Encryptor/Decryptor (Cryptor) is responsible for random key/iv generation, encrypting and decrypting binary data with AES-256-GCM algorithm (OpenSSL implementation). This server performs only in-memory operations and stores the result inside 3 other subsystems and is connected with them via IPSEC or SSL VPN. Three other subsystems have no direct connection between each other. External client uses only encryptor/decryptor public interface and is not directly connected to other subsystems.

Public interface:

  • dump(client_binary_data) -> external_uuid
  • load(external_uuid) -> client_binary_data

DataStore stores [data_store_uuid, encrypted_data, auth_tag] triplet.

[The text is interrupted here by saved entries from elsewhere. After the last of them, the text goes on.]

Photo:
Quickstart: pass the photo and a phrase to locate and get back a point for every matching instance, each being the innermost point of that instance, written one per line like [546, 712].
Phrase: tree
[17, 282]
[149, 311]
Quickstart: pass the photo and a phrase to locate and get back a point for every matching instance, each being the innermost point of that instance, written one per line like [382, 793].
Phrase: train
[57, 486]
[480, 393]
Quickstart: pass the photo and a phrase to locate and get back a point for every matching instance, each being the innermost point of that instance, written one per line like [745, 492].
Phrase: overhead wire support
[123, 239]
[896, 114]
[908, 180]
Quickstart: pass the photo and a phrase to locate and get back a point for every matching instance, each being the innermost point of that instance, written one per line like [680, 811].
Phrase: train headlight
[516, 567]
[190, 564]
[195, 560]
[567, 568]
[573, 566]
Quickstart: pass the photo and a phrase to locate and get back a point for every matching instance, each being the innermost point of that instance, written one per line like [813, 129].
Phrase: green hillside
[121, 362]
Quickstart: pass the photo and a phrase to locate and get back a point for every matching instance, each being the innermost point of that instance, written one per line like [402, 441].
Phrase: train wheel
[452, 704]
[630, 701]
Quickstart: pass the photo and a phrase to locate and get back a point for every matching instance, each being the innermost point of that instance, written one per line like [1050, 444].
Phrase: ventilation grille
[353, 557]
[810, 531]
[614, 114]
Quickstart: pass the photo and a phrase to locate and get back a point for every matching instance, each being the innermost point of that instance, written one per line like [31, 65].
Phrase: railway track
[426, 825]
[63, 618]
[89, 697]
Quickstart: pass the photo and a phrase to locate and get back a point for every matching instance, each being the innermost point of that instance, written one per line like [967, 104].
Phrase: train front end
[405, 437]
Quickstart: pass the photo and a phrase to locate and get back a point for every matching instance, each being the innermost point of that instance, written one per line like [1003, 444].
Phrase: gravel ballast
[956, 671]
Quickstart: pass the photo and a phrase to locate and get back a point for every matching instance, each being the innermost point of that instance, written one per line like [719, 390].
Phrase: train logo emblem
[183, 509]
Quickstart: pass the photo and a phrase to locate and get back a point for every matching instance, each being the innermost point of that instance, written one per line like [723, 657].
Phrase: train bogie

  • dump(encrypted_data, auth_tag) -> data_store_uuid
  • load(data_store_uuid) -> [encrypted_data, auth_tag]

KeyStore stores [key_store_uuid, key, iv] triplet.

  • dump(key, iv) -> key_store_uuid
  • load(key_store_uuid) -> [key, iv]

MapsStore stores map between DataStore triplet, KeyStore triplet and external_uuid: [external_uuid, data_store_uuid, key_store_uuid].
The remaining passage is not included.